Hij is een geluksvogel en dat beseft hij zich. Dat zij het met hem uithoudt, is een godswonder. Dat geldt voor alle vliegende wezentjes hier trouwens. Ze zijn stuk voor stuk met hem verbonden op een manier die hij zelf amper begrijpt. Ze synchroniseren met hem, spreken dezelfde taal zonder dat er een woord gesproken wordt. Zo zijn ze altijd op de hoogte van elkaars wel en wee, en Toran hoeft er zelf geen enkele moeite voor te doen. Het is magisch en hij wordt er zielsgelukkig van. Dat was hij niet altijd, dus koestert hij het nu. Het is hem gegeven en toch heeft hij het ook moeten veroveren – een tegenstrijdigheid die steeds weer zijn kop opsteekt hier op Omaria. Kleine luchtstromen dansen om zijn voeten, als waren ze nieuwsgierige kinderen die zijn aandacht zoeken. Ze cirkelen zachtjes voordat ze oplossen in de grotere bewegingen om hen heen.

Dali wordt onrustig. Hij heeft haar iets beloofd, dus nu moet hij haar niet te lang laten wachten! Hij aait haar over haar gigantische flank en geeft in gedachten een seintje. Ze weet meteen wat hij wil en hoe hij het wil. Meer communicatie hebben ze onderling niet nodig; geen gebaren, geen woorden, slechts het lijf-op-lijf aanvoelen van elkaars behoeften. Een mooie symbiose die in de lucht een waar spektakel wordt als Toran het toelaat.

Hij voelt een kriebel in zijn buik. Hij wil vandaag dansen met Sinne. Dali weet het. Hij verlangt hevig naar contact met de vrouw die hij vannacht niet heeft kunnen bijstaan. Hij weet dat zijn gevoel niet handig is, maar een dans is onschuldig, houdt hij zichzelf voor.

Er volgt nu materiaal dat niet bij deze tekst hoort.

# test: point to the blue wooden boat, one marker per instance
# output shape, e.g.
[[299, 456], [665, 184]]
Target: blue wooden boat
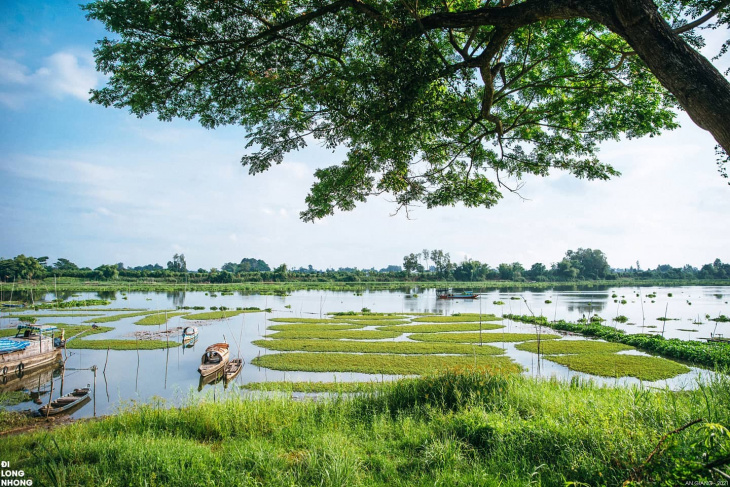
[[66, 404]]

Terwijl zijn verlangen groeit, wordt het licht om hem heen intenser en weerspiegelen warme tinten op Dali’s schubben.

Dali en Toran verlaten gezamenlijk hun veilige nest, op weg naar het luchtruim waar Sinne al geruime tijd doorheen suist, alsof haar leven ervan afhangt.

Hij volgt haar eerst op de kont, maar met enige afstand, net niet schuilend in de luwte van haar zeilen. Dali en Toran zetten meer kracht bij en komen in één snelle beweging náást Sinne te vliegen. Samen scheren ze nu zijlings langs de bergketens zonder elkaar gevaarlijk dicht te benaderen, alsof ze het vaker gedaan hebben.

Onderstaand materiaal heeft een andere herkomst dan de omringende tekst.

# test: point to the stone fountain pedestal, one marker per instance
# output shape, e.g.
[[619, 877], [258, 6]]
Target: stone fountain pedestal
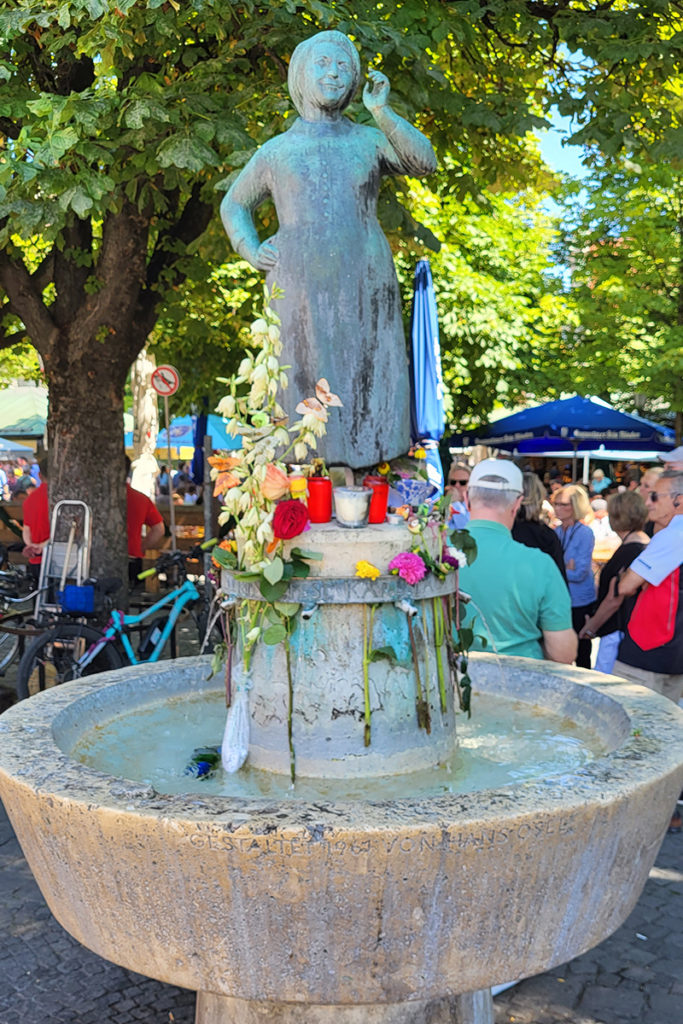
[[387, 910]]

Dali en Toran vliegen aan stuurboordzijde, uit het zicht van Sinne door de magnifieke, grote zeilen van de Ascensie. Zij heeft haar ogen niet nodig; ze voelt hun aanwezigheid, de schoonheid en gratie van de dans en laat zich meevoeren. Met elegante, langgerekte bewegingen, alsof het allemaal afgesproken werk is, glijden ze zij aan zij door de lucht, synchroon elkaars lijn en richting volgend.

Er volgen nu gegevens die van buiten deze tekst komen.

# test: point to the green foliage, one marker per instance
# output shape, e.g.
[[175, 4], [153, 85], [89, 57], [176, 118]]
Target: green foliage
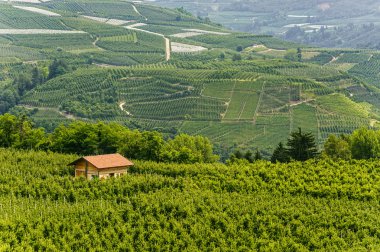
[[18, 132], [365, 144], [57, 67], [338, 147], [302, 146], [188, 149], [100, 138], [280, 154]]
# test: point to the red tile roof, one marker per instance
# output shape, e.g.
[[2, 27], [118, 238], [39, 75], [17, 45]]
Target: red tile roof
[[106, 161]]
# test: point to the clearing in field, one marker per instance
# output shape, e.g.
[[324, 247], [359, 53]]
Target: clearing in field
[[186, 48], [110, 21], [196, 32], [37, 10]]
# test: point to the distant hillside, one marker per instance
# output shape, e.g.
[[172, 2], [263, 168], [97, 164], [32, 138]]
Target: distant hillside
[[164, 69], [346, 23]]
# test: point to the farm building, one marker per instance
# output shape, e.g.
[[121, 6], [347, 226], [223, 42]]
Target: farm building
[[101, 166]]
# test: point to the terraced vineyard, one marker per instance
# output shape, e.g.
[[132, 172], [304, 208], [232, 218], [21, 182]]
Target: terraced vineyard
[[240, 90]]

Het is meer dan een dans, het is een samenkomen. De ogenschijnlijke afstand is niet voelbaar, eerder het tegenovergestelde. Opmerkelijk, vindt Sinne. Ze blijft in verrukking in het rond draaien, springen, glijden en tollen, voelend hoe Toran leidt en zij in zijn armen wordt meegevoerd. Het is als een droom, een zaligmakende droom. Rondom hen zingt de lucht, kleuren worden levendiger: Omaria danst mee!

Toran duikt nu onder haar door en blijft haar bewegingen volgen met Dali aan bakboordzijde, waardoor ze elkaar in de ogen kunnen kijken en hun vermoedens wederzijds bevestigd zien. Dit is een samenkomen van twee zielen die elkaar allang kennen en nu in hun element zijn. De waarheid dringt zich aan beiden op.

Sinne schrikt ervan en verliest grip op haar roer. De wolken nemen het nu van haar over, zoals eerder ook al eens gebeurde. Ze leggen haar stil op hun vleugels. Er wordt nu niet meer gedanst, maar de beweging blijft, subtieler... Ze moet haar ogen sluiten, ze kan er niet aan ontsnappen. Het neemt haar mee een ongewone slaap in...

***

Voor de tweede keer op Omaria is Sinne in slaap gevallen, alleen zijn haar ogen wagenwijd open en staat haar gewaarwording volledig aan. Een lichte trilling gaat onhoorbaar door de wolken, alsof de lucht zelf ademhaalt. De enkele belletjes die samen de wolken vormen, manifesteren zich voor haar geestesoog. Het licht verschuift bijna onmerkbaar, warmer en diffuser dan voorheen. Ook nu is er één bel die meer licht geeft, smekend om aangeraakt te worden. Als ze dat doet, implodeert deze en zuigt het haar naar binnen tot aan zijn kern; daar waar Torans gedachten vorm krijgen en zij als een indringer voor de tweede keer zijn droomwereld binnensluipt.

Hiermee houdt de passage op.